Las leyes de “Punto Final” y de “Obediencia Debida”, aparecían como una concesión al poder militar. Para una parte de la
ciudadanía, esas normas mostraban una seria limitación al ejercicio de las instituciones democráticas y defraudaban las
expectativas que había depositado en ellas.

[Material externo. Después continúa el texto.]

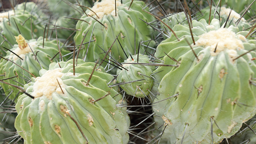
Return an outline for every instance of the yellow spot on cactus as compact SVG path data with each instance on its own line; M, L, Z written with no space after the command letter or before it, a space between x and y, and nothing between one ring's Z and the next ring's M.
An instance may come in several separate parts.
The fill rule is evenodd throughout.
M87 120L88 120L89 122L89 125L90 126L91 126L93 124L93 122L94 121L93 119L93 117L89 114L87 114L86 116L87 116Z
M61 135L60 135L60 127L56 125L54 126L54 128L55 132L57 133L59 137L61 137Z
M33 120L32 120L32 119L30 117L28 118L28 123L29 124L29 126L30 127L33 126Z
M166 126L167 125L172 125L172 123L171 121L168 119L167 117L163 115L162 116L162 118L163 119L164 121L165 122L165 125Z
M200 38L194 46L210 47L211 55L213 56L225 51L231 54L230 56L232 56L236 55L237 50L244 49L242 41L236 37L234 32L229 31L228 29L220 28L199 35ZM216 45L217 47L214 52Z
M31 95L35 98L45 96L50 100L52 99L52 95L54 92L63 96L66 96L67 94L65 89L66 85L60 78L64 74L61 71L60 68L49 70L41 77L37 77L33 85L33 92ZM57 78L59 85L58 83ZM64 94L60 85L64 92Z
M115 16L115 0L102 0L100 2L96 2L92 8L91 10L99 16L99 19L102 18L105 15L111 14ZM118 9L117 7L123 5L120 0L116 0L116 15L117 15ZM92 16L95 16L95 14L90 11L88 14ZM95 17L98 18L97 16Z
M25 38L21 34L19 34L17 37L14 37L16 39L16 42L19 45L19 47L21 49L24 49L28 45L28 44L25 41Z
M231 132L231 131L232 130L232 129L233 129L233 128L237 124L237 123L233 121L232 121L232 124L228 126L228 132L229 133L230 133Z

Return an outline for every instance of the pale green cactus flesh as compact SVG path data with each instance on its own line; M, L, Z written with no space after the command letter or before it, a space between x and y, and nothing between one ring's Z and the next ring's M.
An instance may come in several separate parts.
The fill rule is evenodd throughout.
M202 10L201 11L203 13L202 14L203 15L202 16L200 17L198 20L200 20L202 18L204 18L207 21L209 20L210 12L210 8L208 6ZM211 13L211 20L214 18L214 13L216 9L216 7L213 6L212 6L212 11ZM220 12L220 13L218 14L216 12L215 14L215 18L219 19L221 23L223 25L226 23L227 23L226 26L227 27L228 27L229 26L231 25L234 26L236 26L238 22L238 21L241 17L241 16L237 13L238 12L236 12L233 10L231 10L231 9L227 8L225 6L222 6L220 8L220 10L219 7L218 7L218 9L217 9L217 12L218 12L218 13ZM229 15L229 13L230 12L231 13L229 18L228 21L227 23L226 21ZM239 30L240 31L245 30L249 31L251 26L249 24L245 19L243 18L242 18L238 23L237 27L239 28Z
M166 126L162 143L209 144L212 138L217 144L236 133L256 112L256 89L251 84L256 53L249 52L256 46L256 41L246 39L248 32L239 32L232 26L220 28L216 19L209 26L204 19L193 22L195 45L188 27L177 25L173 29L180 41L171 37L165 47L163 42L157 48L157 53L167 51L179 62L165 56L165 64L177 67L160 67L156 71L163 71L155 75L161 82L154 102L174 96L153 107L155 121Z
M116 16L115 15L115 0L102 0L96 2L91 8L98 17L89 10L86 11L87 14L93 16L101 23L104 26L91 17L84 15L80 18L89 23L79 20L76 24L77 31L74 38L76 44L80 44L85 33L88 31L84 42L89 41L90 36L94 28L90 46L88 49L86 61L94 61L99 57L102 59L105 53L102 48L107 51L110 47L118 34L118 38L121 45L127 54L134 54L134 29L136 27L136 52L138 51L139 43L143 41L150 41L153 38L153 31L147 24L140 19L141 18L147 22L153 21L154 17L146 12L142 11L142 5L144 2L142 1L134 1L129 9L131 1L123 0L123 4L120 1L116 1ZM148 10L148 9L144 10ZM143 43L146 45L148 43ZM152 41L150 46L154 47L155 43ZM142 46L142 45L141 45ZM81 50L80 57L85 56L88 44L85 45L85 48ZM145 47L141 46L141 52L143 52ZM102 53L101 54L100 54ZM117 40L111 49L113 59L119 62L122 62L123 59L126 58L120 45ZM103 63L105 65L106 64Z
M126 93L135 97L143 98L148 95L150 90L153 86L154 81L151 77L152 72L155 70L155 66L142 65L136 64L144 63L150 64L149 59L147 56L139 55L131 56L125 60L124 63L131 64L124 64L123 67L125 68L122 70L118 69L116 74L118 75L116 79L117 83L126 82L141 80L131 83L120 85L120 86L125 91Z
M128 142L129 118L126 109L116 106L125 102L107 84L114 77L101 67L87 85L95 64L80 59L77 63L74 75L73 60L60 62L61 68L52 63L49 70L40 71L41 77L25 85L34 98L19 97L15 122L25 144Z
M1 77L1 79L12 77L12 80L6 80L4 82L23 87L23 85L27 83L32 75L17 65L28 71L36 77L39 76L39 71L41 69L30 47L35 55L36 54L37 58L41 66L45 69L48 69L49 64L53 61L56 60L56 58L59 57L59 54L57 54L59 49L56 40L46 41L45 39L43 47L42 37L39 37L37 40L33 39L27 41L20 35L16 37L17 41L19 42L18 44L14 45L13 48L10 50L21 58L10 51L7 52L4 59L1 59L0 60L0 73L4 75ZM59 46L61 47L62 45L61 43ZM62 49L61 50L62 55L68 53L66 50ZM56 54L57 55L55 59L51 59L54 58ZM6 59L10 60L8 60ZM19 91L19 89L13 86L3 83L0 84L6 92L6 95L11 93L9 98L11 99L13 99ZM16 100L15 101L16 101Z
M12 45L16 43L14 36L20 34L20 34L26 40L30 40L32 38L36 39L43 35L44 27L39 22L40 16L37 14L41 15L42 13L33 2L27 3L25 10L25 3L17 5L15 12L12 10L0 13L0 31L2 35L0 37L0 40L3 42L1 46L10 49ZM4 41L5 40L7 41Z

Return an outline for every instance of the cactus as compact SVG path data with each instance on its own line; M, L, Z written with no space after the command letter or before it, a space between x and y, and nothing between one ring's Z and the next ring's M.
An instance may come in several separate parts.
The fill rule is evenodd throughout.
M139 55L138 61L137 60L138 55ZM154 82L150 75L155 70L155 66L136 64L138 62L138 63L149 64L149 59L146 55L139 54L130 56L124 62L131 64L124 64L123 67L126 69L117 70L116 74L118 75L116 82L118 83L144 80L120 85L120 87L124 90L126 93L142 98L144 98L150 94L150 91L151 89Z
M26 39L30 40L43 36L44 34L44 27L39 22L41 20L38 15L42 15L42 12L38 10L35 4L33 2L27 3L25 10L25 2L17 5L17 8L15 11L12 10L0 13L0 31L2 35L0 40L3 43L1 46L8 48L11 48L16 43L14 36L21 34ZM1 52L5 55L3 52Z
M169 46L168 55L178 62L166 56L164 64L176 67L157 70L164 71L158 73L162 78L160 95L154 101L159 102L153 107L160 116L155 117L155 121L162 119L158 125L165 124L163 142L209 144L212 139L217 144L234 134L256 112L253 85L256 53L251 51L256 41L246 39L248 32L239 31L232 26L221 28L217 19L210 25L204 19L193 21L196 45L191 46L196 58L185 41L193 44L187 26L173 27L179 41L171 37L165 41L165 47ZM187 34L182 34L186 31ZM162 47L159 45L156 52L158 49L163 51Z
M116 106L125 103L122 96L108 87L113 77L101 67L89 82L95 63L79 59L74 75L72 61L51 63L25 85L34 98L19 97L15 121L24 143L127 144L129 119Z
M216 9L216 8L214 6L213 6L212 7L212 10L211 13L211 20L214 18L214 13ZM210 11L209 7L208 6L202 10L201 11L203 13L203 15L200 17L199 20L202 18L204 18L207 21L209 20ZM241 17L240 15L237 13L236 12L233 10L231 10L230 9L226 8L225 6L222 6L220 8L220 10L219 7L218 7L218 9L217 9L217 12L220 13L218 14L216 13L215 18L217 19L219 19L220 21L221 22L221 23L223 24L223 25L227 23L226 21L229 15L229 13L231 12L229 17L229 18L228 21L227 23L226 27L227 27L231 25L235 26L237 24L237 23L238 22L238 21ZM251 26L246 21L245 19L243 18L242 18L238 23L237 27L238 27L240 31L245 30L249 31Z
M21 35L15 38L18 44L14 45L10 50L16 55L10 51L7 52L6 56L0 60L0 73L4 75L2 79L8 78L4 82L22 88L23 85L29 81L31 77L39 76L39 71L41 68L48 69L49 64L53 60L51 59L58 54L59 50L56 40L45 40L43 47L43 38L42 37L37 40L33 39L27 41ZM60 46L62 46L61 45ZM67 54L67 51L62 50L61 53ZM36 55L36 59L34 54ZM57 58L59 55L56 56ZM9 97L11 99L13 99L18 92L18 89L11 85L2 83L0 84L5 92L11 93Z
M92 17L84 15L80 18L85 20L80 20L76 24L76 29L81 30L77 31L74 38L76 44L80 44L88 31L88 35L86 36L84 42L88 42L90 39L93 30L94 29L90 46L87 49L81 50L80 57L85 56L88 50L86 61L94 61L99 57L103 58L104 56L104 52L100 48L105 51L108 51L114 41L116 37L120 33L118 38L120 44L124 51L127 54L134 53L134 28L136 28L136 45L138 48L139 43L143 41L149 41L153 38L152 34L153 30L152 28L139 18L150 22L153 20L154 17L146 12L142 11L142 6L144 4L142 1L134 1L130 8L129 6L131 1L123 0L123 3L120 1L116 1L116 16L115 15L115 2L114 0L103 0L101 2L97 2L91 10L97 14L96 16L93 12L87 10L86 12L100 21L103 25L101 25ZM146 9L145 10L148 10ZM135 28L135 27L136 28ZM153 41L150 45L154 47L155 43ZM146 45L147 43L144 43ZM141 52L145 49L144 46L141 47ZM113 54L113 58L118 62L123 61L122 59L125 58L125 56L119 44L116 42L111 48L111 54ZM137 50L136 51L137 51Z

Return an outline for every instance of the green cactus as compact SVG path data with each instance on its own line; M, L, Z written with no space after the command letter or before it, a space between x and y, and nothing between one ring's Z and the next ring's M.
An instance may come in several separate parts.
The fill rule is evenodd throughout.
M30 40L32 38L36 39L43 35L44 27L39 23L40 15L42 15L42 12L38 10L38 7L33 2L27 3L26 9L24 10L25 3L17 5L15 12L12 10L0 13L0 31L2 35L0 40L2 42L1 46L11 48L12 45L16 43L14 36L19 34L23 35L26 40ZM34 12L36 11L38 11L36 13ZM4 51L1 52L5 55Z
M0 60L0 73L4 75L2 76L2 79L12 77L11 79L5 80L4 82L23 87L23 85L27 83L30 78L33 75L13 62L28 71L34 76L38 76L41 66L43 68L48 69L49 64L54 60L51 59L58 54L59 50L56 40L47 41L45 40L43 47L43 38L42 37L37 40L33 39L27 42L21 35L16 38L18 45L14 45L13 48L10 50L19 57L8 51L4 58ZM61 47L62 44L59 46ZM36 54L37 58L41 66L31 51L30 47L35 55ZM62 54L68 53L66 50L62 49ZM59 54L57 55L56 58L58 58L59 56ZM10 92L11 91L9 90L13 91L9 97L11 99L14 98L19 91L18 89L12 86L3 83L0 85L6 92ZM16 100L15 101L17 101Z
M147 56L138 54L139 63L150 64L149 59ZM116 82L119 83L144 80L120 86L126 93L137 98L143 98L150 94L150 91L153 86L154 81L150 75L155 70L155 67L137 64L138 62L138 55L129 56L124 61L124 63L134 64L123 64L123 67L125 69L122 70L117 70L116 74L118 76Z
M136 45L138 48L139 43L143 41L149 41L153 38L152 34L153 31L152 28L145 23L140 19L150 22L154 20L154 17L146 12L142 11L142 8L144 4L142 1L133 1L130 8L131 1L123 0L123 3L120 1L116 1L116 16L115 15L115 0L102 0L97 2L91 8L95 12L98 17L91 11L86 11L87 13L99 20L104 26L91 17L84 15L80 18L85 20L89 24L80 20L76 24L76 29L81 30L77 31L74 38L76 44L80 44L85 34L88 31L84 42L88 42L90 38L90 35L94 28L93 37L89 47L86 61L94 61L99 57L103 58L105 54L101 49L102 48L105 51L108 51L114 42L116 36L120 33L118 38L119 41L124 51L127 54L134 53L134 28L136 27ZM148 9L145 10L148 10ZM148 42L147 42L148 43ZM147 43L143 43L147 45ZM154 47L155 42L152 41L150 46ZM88 45L85 48L81 50L80 57L85 56ZM141 45L141 46L142 46ZM145 47L141 46L141 52L143 52ZM112 47L111 54L113 54L113 58L117 61L123 61L122 59L125 59L125 55L121 48L119 44L117 42ZM137 50L136 50L136 52ZM105 64L104 64L105 65Z
M214 13L216 9L216 7L213 6L212 7L212 11L211 13L211 20L214 18ZM216 13L215 18L217 19L219 19L220 21L221 22L221 23L223 24L223 25L225 24L227 19L229 15L229 13L230 12L231 12L229 17L229 18L228 21L227 23L226 27L227 27L231 25L235 26L238 22L238 21L241 16L240 14L237 13L233 10L231 11L230 9L226 8L225 6L222 6L220 8L220 11L219 7L218 7L217 10L217 12L219 13L218 14L218 13ZM202 18L204 18L207 21L209 20L210 11L210 8L209 6L202 10L201 11L203 13L202 14L203 15L202 16L200 16L198 20L200 20ZM237 27L238 27L240 31L245 30L249 31L251 26L249 24L245 19L243 18L242 18L238 23Z
M125 102L107 84L113 77L101 67L87 85L95 63L80 59L77 63L74 75L73 60L52 63L25 85L34 98L23 94L16 106L15 127L24 143L128 142L129 118L126 109L116 106Z
M209 144L212 138L217 144L234 134L256 112L256 89L252 85L256 53L250 51L256 40L246 39L247 31L232 26L221 28L217 19L210 25L204 19L193 22L195 45L187 26L180 25L173 29L180 40L171 37L164 47L162 42L157 48L156 53L166 50L178 62L166 56L164 64L176 67L160 67L156 71L163 70L157 74L160 95L154 102L171 98L154 103L158 116L155 121L158 125L165 124L163 142Z

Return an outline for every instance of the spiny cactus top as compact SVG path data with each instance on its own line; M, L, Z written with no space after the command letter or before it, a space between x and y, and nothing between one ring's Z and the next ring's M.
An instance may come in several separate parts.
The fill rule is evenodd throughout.
M59 49L56 40L46 41L45 40L43 47L42 37L37 40L33 39L27 41L21 35L15 38L18 44L14 45L13 48L10 49L13 53L8 51L4 58L1 59L0 73L4 75L1 79L8 79L4 82L23 87L23 85L29 81L30 77L39 76L39 71L41 68L48 69L49 64L55 60L53 58L55 54L57 55L55 59L59 57L59 54L58 54ZM60 46L62 46L61 45ZM61 53L67 54L67 52L62 49ZM36 55L36 58L35 55ZM18 90L17 88L5 84L0 84L6 95L10 95L9 98L13 99L18 94Z
M200 16L199 20L204 18L207 21L209 20L209 17L210 16L210 8L208 6L202 10L201 11L203 13L202 14L203 15L202 16ZM216 8L214 6L212 7L212 11L211 13L211 20L214 18L214 13L216 9ZM219 7L218 7L217 9L217 12L218 12L218 13L220 13L219 14L217 13L217 12L216 13L215 15L215 18L219 20L222 25L224 25L225 24L227 23L226 27L227 27L231 25L235 26L237 23L238 22L238 21L239 19L241 17L241 16L237 12L225 6L222 6L220 8L220 10ZM230 13L230 14L229 18L229 20L227 23L226 21ZM250 29L250 28L251 26L247 21L243 17L241 18L237 26L239 28L239 31L242 31L245 30L249 31Z
M211 143L212 130L213 143L217 144L256 112L256 53L251 51L256 40L247 39L247 31L232 26L221 28L217 19L210 25L204 19L193 22L195 45L185 25L173 28L180 41L171 37L166 41L168 55L177 62L166 56L164 63L176 67L157 70L163 70L157 73L162 78L154 102L169 98L154 104L160 116L155 121L165 123L162 139L168 143Z
M126 93L132 96L139 98L144 98L149 94L150 90L153 86L154 81L151 77L151 74L155 70L155 66L141 65L136 64L138 62L138 55L129 56L125 60L123 67L126 69L117 70L116 74L118 76L117 83L144 80L127 84L120 85L120 87L125 91ZM148 63L149 59L147 56L139 55L139 63Z
M127 144L129 118L116 106L125 102L107 84L114 77L101 67L87 83L95 63L79 59L74 75L72 61L51 64L25 85L34 98L19 97L15 122L25 143Z
M1 46L11 48L12 45L16 44L14 36L19 34L20 32L26 40L43 35L44 28L39 21L40 16L35 12L39 14L42 13L38 10L38 7L33 2L28 3L24 9L25 3L18 5L15 11L0 13L0 30L1 34L5 37L0 37L0 40L4 41Z
M138 48L139 43L143 41L149 41L153 38L153 30L145 23L140 19L141 18L147 22L153 21L154 17L142 11L142 5L144 2L142 1L134 1L130 8L129 6L131 1L123 0L122 3L120 0L116 1L116 15L115 10L115 0L103 0L100 2L96 2L91 10L95 12L87 10L87 13L102 23L99 23L90 16L86 15L83 15L80 18L86 22L79 20L76 24L76 29L81 30L77 31L74 38L76 44L80 44L85 34L88 31L84 42L89 42L93 30L90 46L87 49L87 45L82 50L80 54L80 57L85 56L88 51L86 58L86 61L94 61L99 57L103 58L105 54L101 49L107 51L114 42L116 36L120 33L118 40L127 54L134 53L134 28L136 28L136 46ZM148 10L146 9L145 10ZM148 43L148 42L147 42ZM153 47L155 42L153 41L150 44ZM146 42L143 43L147 45ZM141 47L141 51L143 52L144 47ZM122 50L117 40L111 49L111 55L114 59L119 62L126 56ZM136 50L136 52L137 51ZM102 53L101 54L100 54Z

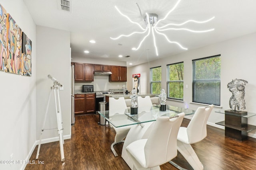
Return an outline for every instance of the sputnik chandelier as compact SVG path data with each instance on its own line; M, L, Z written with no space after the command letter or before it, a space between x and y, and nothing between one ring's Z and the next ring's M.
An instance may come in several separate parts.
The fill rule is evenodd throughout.
M157 25L160 22L162 21L165 20L167 18L168 16L170 14L170 13L175 9L175 8L177 7L177 6L178 6L179 3L181 1L181 0L178 0L178 2L176 3L176 4L174 5L174 6L172 8L167 14L165 17L164 18L158 21L158 16L156 14L148 14L147 13L146 13L146 16L145 16L145 19L144 19L142 16L142 15L141 14L141 12L140 11L140 7L138 5L138 4L136 3L137 5L140 10L140 16L142 17L144 23L144 27L142 27L141 25L139 23L134 22L132 21L131 19L128 16L122 14L121 12L121 11L120 11L120 10L116 6L115 6L115 8L116 8L117 11L118 11L118 12L121 15L122 15L122 16L124 16L124 17L127 18L128 20L129 20L129 21L130 22L131 22L132 23L137 24L138 25L139 27L142 30L142 31L141 32L136 32L136 31L133 32L131 33L130 34L128 34L128 35L122 34L116 37L113 38L113 37L110 37L110 38L112 39L116 40L121 38L122 37L130 37L131 35L134 34L144 34L147 32L147 33L146 35L145 35L145 36L144 37L144 38L143 38L141 40L141 41L139 44L139 45L138 46L138 47L137 48L133 47L132 49L133 50L135 50L135 51L136 51L139 49L140 47L140 46L141 46L142 44L142 43L143 41L144 41L146 38L148 36L148 35L150 34L151 33L152 33L152 35L153 35L154 45L154 46L155 47L155 49L156 50L156 54L157 56L158 55L158 51L157 49L157 47L156 47L156 38L155 36L155 33L158 33L158 34L163 35L166 38L167 41L168 41L170 43L173 43L176 44L178 46L179 46L181 49L183 49L184 50L187 50L188 49L187 48L184 47L179 43L176 41L172 41L170 40L168 37L166 36L166 35L164 34L164 33L163 33L162 32L164 31L165 31L170 30L185 30L185 31L190 31L190 32L194 32L194 33L204 33L206 32L211 31L214 30L214 29L210 29L206 30L196 31L196 30L193 30L190 29L188 28L174 28L174 27L167 27L170 26L171 25L175 25L176 26L181 26L189 22L194 22L194 23L204 23L206 22L208 22L211 21L211 20L213 20L215 18L215 17L214 16L212 18L205 21L196 21L194 20L188 20L181 23L179 23L179 24L169 23L168 24L165 25L162 27L157 27Z

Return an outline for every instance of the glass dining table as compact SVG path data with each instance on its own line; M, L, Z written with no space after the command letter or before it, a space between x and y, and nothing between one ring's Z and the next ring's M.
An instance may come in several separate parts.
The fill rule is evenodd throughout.
M122 152L122 158L132 170L134 169L134 167L126 148L132 142L146 138L152 127L150 125L158 117L168 116L172 118L178 117L178 115L181 113L184 112L186 115L194 114L196 112L195 110L169 105L166 105L166 110L165 111L160 111L159 106L139 107L138 109L139 113L136 115L130 114L129 109L119 113L110 113L108 110L98 111L100 116L103 116L115 127L134 125L131 128L125 138ZM111 149L115 156L117 156L117 154L112 145Z
M98 113L115 127L119 127L135 124L143 126L143 123L156 121L160 116L172 118L181 113L184 112L186 115L194 114L196 111L170 105L166 105L165 111L160 111L159 106L140 107L138 109L140 110L140 113L136 115L131 114L129 109L126 109L122 113L111 113L108 110L98 111Z

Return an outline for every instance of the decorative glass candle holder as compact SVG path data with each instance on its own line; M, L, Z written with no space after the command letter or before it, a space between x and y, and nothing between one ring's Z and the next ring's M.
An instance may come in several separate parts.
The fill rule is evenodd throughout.
M166 110L166 94L165 93L164 89L161 89L161 93L159 94L159 97L160 100L159 110L165 111Z
M130 97L132 100L131 114L133 115L138 114L138 96L136 95L136 90L132 90L132 95Z

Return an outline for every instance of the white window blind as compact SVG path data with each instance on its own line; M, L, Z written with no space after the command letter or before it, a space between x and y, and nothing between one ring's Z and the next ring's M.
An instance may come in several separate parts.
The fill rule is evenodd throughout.
M220 105L220 55L192 61L192 102Z

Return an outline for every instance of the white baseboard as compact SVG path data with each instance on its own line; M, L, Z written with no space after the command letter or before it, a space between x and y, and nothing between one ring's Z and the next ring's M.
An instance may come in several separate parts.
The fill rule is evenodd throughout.
M29 158L31 157L31 155L32 155L32 153L34 151L34 150L36 148L36 141L35 141L35 142L34 143L34 145L31 147L30 150L29 151L28 155L27 156L25 160L27 161L29 160ZM21 166L21 168L20 168L20 170L24 170L25 168L26 168L26 166L27 165L27 164L23 164L22 166Z
M68 139L71 138L71 135L68 135L63 136L63 139L64 139L64 140ZM47 138L47 139L42 139L42 141L41 141L41 144L44 144L44 143L50 143L51 142L56 142L56 141L59 141L58 136L56 137L52 137L51 138ZM37 141L36 141L36 145L38 145L39 144L40 141L39 140L38 140Z
M63 139L64 139L64 140L71 139L71 135L64 135L63 136ZM59 137L42 139L42 141L41 141L41 144L43 144L44 143L50 143L51 142L56 142L56 141L59 141ZM28 160L29 160L30 157L31 157L32 153L33 153L33 152L34 152L34 150L35 150L35 148L36 148L36 145L39 144L39 142L40 140L39 140L35 141L34 145L31 147L30 150L28 154L28 155L27 156L25 160L26 161L28 161ZM25 170L25 168L26 168L26 164L23 164L20 170Z

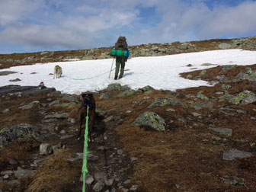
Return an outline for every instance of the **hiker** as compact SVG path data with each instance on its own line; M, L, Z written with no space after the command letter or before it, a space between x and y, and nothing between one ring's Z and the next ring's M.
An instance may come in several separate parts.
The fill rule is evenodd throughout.
M38 89L42 89L42 88L46 88L46 87L44 86L44 83L43 83L43 82L41 82L39 84L39 85L37 86L37 88L38 88Z
M119 37L117 42L115 43L115 50L125 51L126 53L126 56L123 56L123 53L121 54L121 56L118 56L118 54L115 56L116 57L116 72L115 72L114 79L117 80L120 65L121 65L121 69L120 69L120 73L119 75L119 78L121 78L123 77L125 62L127 61L127 59L129 58L129 55L130 55L129 50L128 50L128 45L127 45L126 39L125 37L121 37L121 36Z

La renovación del justicialismo

El resultado electoral de 1983 produjo crisis y realineamientos dentro del justicialismo. Si bien había sido derrotado en la elección
presidencial, el peronismo había ganado las gobernaciones de muchas provincias y obtuvo una mayoría en el Senado de la Nación.
Desde esas posiciones, un sector de la dirigencia justicialista se opuso al gobierno de Alfonsín. En ese marco, rechazó un acuerdo
de paz con Chile para terminar el conflicto por el canal Beagle, pero fue derrotado por el plebiscito realizado en 1984.
Frente a esos dirigentes, considerados los “mariscales de la derrota”, se fue organizando la llamada “renovación peronista”,
dispuesta a actuar como interlocutor del gobierno en la transición democrática. Los renovadores apostaban a la recuperación de
la política y al pluralismo partidario, mostrando un perfil modernizado. Entre sus dirigentes se destacaban Antonio Cafiero, Carlos
Saúl Menem y Eduardo Duhalde. En abril de 1988, Antonio Cafiero manifestaba: “Hay un mínimo de coincidencias básicas que los
argentinos tenemos que aceptar como inamovibles”; estas incluían el respeto a la Constitución Nacional, el pluralismo político y
la convivencia democrática. En otras palabras, los renovadores buscaban institucionalizar el peronismo como un partido
democratizado, dejando atrás sus características de movimiento. Este proceso suponía marginar de la conducción del justicialismo
Saborido: Historia argentina y latinoamericana 2

a los sectores más tradicionales y a la dirigencia sindical. Por primera vez, el sector político tomaba la conducción del justicialismo.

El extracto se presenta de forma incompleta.